After most of key IT earnings, do you still see major earning downgrades in the sector?
Revenues indicate that the demand environment remains strong, with clients maintaining spends as of now. The deal pipeline looks healthy, with robust visibility over the next few months. We aren’t witnessing any budget cuts or deferments in client spending although macro-economic concerns may impact the deal pipeline going ahead. As attrition levels are stabilizing, most front-line IT companies have some headroom available for margin improvement.
Overall, IT services companies have shown resilience in a challenging environment and have successfully managed their cost structure to align with the changing scenarios. Proposed buybacks by many of the frontline IT companies should be viewed positively.
Incidentally, for example, Infosys has declared a maximum buyback price at Rs 1,850 per share which is at a premium of 25 percent on its previous closing price.
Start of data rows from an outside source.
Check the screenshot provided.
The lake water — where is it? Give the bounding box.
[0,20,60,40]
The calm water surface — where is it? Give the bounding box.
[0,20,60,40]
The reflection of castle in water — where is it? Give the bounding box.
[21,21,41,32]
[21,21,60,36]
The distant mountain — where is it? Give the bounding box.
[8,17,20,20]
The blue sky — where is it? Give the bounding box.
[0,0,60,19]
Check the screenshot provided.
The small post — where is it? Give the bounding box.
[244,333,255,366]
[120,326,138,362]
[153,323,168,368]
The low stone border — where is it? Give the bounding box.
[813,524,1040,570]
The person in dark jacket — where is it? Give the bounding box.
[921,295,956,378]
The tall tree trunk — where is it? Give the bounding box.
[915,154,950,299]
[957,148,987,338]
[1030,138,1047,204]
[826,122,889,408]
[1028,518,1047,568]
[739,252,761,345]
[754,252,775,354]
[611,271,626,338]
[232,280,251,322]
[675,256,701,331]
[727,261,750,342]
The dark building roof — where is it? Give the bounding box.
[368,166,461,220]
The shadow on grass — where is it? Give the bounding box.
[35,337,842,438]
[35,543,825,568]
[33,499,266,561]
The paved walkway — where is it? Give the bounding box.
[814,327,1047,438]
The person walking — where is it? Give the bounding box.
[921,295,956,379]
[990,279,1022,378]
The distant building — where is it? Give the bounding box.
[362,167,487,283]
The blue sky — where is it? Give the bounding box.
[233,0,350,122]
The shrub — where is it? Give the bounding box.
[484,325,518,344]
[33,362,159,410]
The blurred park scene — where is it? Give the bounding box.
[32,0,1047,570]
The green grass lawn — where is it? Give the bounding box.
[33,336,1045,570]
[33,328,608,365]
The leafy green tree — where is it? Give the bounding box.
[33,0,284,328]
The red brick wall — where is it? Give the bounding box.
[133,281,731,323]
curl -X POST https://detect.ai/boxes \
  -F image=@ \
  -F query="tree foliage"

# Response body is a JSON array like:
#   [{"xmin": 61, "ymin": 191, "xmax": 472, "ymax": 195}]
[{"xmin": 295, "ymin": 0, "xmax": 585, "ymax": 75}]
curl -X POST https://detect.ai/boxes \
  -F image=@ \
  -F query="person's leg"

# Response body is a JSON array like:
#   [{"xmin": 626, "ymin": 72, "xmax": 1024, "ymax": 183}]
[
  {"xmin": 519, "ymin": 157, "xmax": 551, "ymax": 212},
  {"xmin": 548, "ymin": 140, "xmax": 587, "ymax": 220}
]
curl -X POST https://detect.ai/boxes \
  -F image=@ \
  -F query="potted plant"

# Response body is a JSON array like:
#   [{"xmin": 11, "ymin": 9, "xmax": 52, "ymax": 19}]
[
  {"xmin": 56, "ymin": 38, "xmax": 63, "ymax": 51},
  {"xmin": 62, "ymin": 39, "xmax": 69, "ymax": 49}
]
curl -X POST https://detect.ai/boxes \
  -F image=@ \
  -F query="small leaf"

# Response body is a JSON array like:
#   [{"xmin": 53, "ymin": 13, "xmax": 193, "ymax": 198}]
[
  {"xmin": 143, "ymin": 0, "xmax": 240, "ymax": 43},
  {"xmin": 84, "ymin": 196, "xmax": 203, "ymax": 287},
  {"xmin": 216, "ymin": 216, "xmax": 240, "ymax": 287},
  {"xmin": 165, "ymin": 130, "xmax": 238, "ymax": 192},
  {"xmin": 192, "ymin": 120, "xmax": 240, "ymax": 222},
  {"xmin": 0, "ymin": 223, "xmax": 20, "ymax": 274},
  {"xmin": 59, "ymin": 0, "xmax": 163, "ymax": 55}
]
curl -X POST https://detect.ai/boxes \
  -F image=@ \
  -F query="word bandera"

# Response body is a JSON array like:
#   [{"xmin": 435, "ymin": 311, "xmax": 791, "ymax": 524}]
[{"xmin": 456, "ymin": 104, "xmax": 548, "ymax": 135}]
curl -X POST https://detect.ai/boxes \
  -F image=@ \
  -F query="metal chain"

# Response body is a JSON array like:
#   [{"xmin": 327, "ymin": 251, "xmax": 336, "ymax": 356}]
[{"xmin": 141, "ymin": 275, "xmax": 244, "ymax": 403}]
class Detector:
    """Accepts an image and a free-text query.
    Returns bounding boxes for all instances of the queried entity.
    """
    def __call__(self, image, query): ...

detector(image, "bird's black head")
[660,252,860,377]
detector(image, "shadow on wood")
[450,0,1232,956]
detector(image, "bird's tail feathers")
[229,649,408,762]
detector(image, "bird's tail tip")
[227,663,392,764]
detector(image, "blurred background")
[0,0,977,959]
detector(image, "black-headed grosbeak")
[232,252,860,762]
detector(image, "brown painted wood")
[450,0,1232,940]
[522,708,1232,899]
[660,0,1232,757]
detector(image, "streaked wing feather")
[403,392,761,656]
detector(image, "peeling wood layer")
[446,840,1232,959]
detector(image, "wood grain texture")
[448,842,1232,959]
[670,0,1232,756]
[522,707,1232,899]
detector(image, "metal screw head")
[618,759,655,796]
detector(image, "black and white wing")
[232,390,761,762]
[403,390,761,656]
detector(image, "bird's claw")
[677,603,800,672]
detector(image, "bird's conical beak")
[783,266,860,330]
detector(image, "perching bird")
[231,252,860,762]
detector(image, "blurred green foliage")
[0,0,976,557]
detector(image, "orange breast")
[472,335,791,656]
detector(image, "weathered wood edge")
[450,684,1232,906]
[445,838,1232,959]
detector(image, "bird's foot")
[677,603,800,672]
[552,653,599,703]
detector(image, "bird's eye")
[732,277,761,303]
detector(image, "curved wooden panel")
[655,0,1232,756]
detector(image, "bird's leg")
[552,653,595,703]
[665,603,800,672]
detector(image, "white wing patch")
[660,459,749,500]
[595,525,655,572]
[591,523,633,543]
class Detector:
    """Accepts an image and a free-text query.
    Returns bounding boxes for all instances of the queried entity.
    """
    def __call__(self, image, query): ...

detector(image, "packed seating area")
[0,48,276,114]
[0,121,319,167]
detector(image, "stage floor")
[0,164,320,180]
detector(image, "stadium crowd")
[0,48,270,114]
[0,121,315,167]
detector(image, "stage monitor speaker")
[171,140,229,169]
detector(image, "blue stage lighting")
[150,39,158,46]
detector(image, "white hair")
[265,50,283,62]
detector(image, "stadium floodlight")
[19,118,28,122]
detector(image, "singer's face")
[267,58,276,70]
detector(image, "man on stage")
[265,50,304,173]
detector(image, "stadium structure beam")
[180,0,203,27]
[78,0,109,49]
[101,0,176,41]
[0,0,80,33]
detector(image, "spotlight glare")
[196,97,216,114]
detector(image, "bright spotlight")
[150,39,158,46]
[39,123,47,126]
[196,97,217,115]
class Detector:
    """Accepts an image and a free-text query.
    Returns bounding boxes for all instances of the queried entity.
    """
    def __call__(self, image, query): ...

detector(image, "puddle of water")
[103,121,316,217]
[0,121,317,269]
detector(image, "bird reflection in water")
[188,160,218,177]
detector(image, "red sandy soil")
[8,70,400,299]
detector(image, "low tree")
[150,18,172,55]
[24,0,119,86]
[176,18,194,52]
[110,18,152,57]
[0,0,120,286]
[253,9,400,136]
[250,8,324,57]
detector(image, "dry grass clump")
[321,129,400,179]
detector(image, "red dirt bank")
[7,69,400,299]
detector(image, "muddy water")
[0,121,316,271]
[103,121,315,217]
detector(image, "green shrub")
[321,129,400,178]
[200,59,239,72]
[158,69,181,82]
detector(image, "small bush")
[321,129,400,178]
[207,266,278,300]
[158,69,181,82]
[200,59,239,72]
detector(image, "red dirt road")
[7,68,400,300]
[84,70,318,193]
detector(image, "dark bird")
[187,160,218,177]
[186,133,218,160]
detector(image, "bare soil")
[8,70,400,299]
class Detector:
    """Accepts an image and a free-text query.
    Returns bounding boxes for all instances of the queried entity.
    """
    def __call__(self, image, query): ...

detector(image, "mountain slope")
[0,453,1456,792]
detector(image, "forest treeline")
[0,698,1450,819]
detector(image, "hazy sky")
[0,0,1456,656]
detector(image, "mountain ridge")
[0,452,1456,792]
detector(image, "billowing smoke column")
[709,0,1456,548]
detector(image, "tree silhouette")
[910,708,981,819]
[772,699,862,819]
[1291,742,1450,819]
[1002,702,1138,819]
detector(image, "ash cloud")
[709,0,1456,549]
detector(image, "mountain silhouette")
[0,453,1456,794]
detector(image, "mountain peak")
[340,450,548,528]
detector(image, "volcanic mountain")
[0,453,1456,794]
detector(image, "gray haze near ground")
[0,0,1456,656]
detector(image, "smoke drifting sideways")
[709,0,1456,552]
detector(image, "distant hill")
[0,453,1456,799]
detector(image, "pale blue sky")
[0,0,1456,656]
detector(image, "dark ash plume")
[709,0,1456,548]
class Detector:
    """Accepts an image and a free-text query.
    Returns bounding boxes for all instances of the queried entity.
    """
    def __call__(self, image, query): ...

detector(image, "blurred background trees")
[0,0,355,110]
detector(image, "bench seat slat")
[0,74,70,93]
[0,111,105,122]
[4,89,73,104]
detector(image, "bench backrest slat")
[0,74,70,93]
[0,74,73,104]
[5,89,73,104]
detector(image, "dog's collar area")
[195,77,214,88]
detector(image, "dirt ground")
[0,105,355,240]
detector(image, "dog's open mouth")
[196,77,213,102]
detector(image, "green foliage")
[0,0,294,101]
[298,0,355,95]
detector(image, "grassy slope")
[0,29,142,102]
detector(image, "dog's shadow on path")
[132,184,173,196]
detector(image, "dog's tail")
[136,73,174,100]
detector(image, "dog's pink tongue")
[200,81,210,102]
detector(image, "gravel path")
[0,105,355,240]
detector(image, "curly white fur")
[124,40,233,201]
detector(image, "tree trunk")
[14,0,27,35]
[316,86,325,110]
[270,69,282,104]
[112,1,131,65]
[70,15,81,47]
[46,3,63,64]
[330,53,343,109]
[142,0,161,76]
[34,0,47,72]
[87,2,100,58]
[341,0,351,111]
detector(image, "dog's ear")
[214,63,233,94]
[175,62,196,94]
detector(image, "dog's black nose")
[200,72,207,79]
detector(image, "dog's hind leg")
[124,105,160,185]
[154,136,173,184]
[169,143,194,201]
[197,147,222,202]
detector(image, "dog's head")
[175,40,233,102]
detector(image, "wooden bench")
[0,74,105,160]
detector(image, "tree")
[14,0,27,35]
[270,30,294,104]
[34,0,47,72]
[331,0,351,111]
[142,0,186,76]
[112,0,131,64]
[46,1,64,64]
One has to be cognizant that the IT sector has delivered more than 50 percent returns in calendar year 2020 and 2021. After two years of extraordinary performance, some moderation was expected. Earnings growth in the coming years is expected to be remain robust, although it may not be as high as more than 20 percent witnessed over the last 2-3 years. Hence, multiple contractions may continue but we may not come across major earning downgrades in the current year.
Do you think India will be biggest beneficiary of Europe+1 strategy?
Unlike China plus 1, the benefits of Europe plus 1 may not be as straightforward. This is because unlike China, where we are primarily competing for the same markets for exports, with Europe we have a more balanced trade flow. In simpler words, we both export as well as import goods and services.
Sectors that are energy intensive, especially the ones with high reliance on gas, would immediately look for alternate manufacturing and sourcing base. So, while export opportunities for these sectors may rise, this may be partly negated by the reduction of export of similar products to the European nations because of the demand slowdown.
Some of the energy intensive sectors, where India seems to have an advantage in the near term include, organic chemicals, flat rolled steel products, ferro alloys and specific engineering goods like transmission crank shafts, engines & motors and bearings.
Trade flow between European Union and India of key products
Having said that, in the long-term with right policy decisions, technological collaboration can be promoted to attract manufacturing of energy-intensive sectors to India.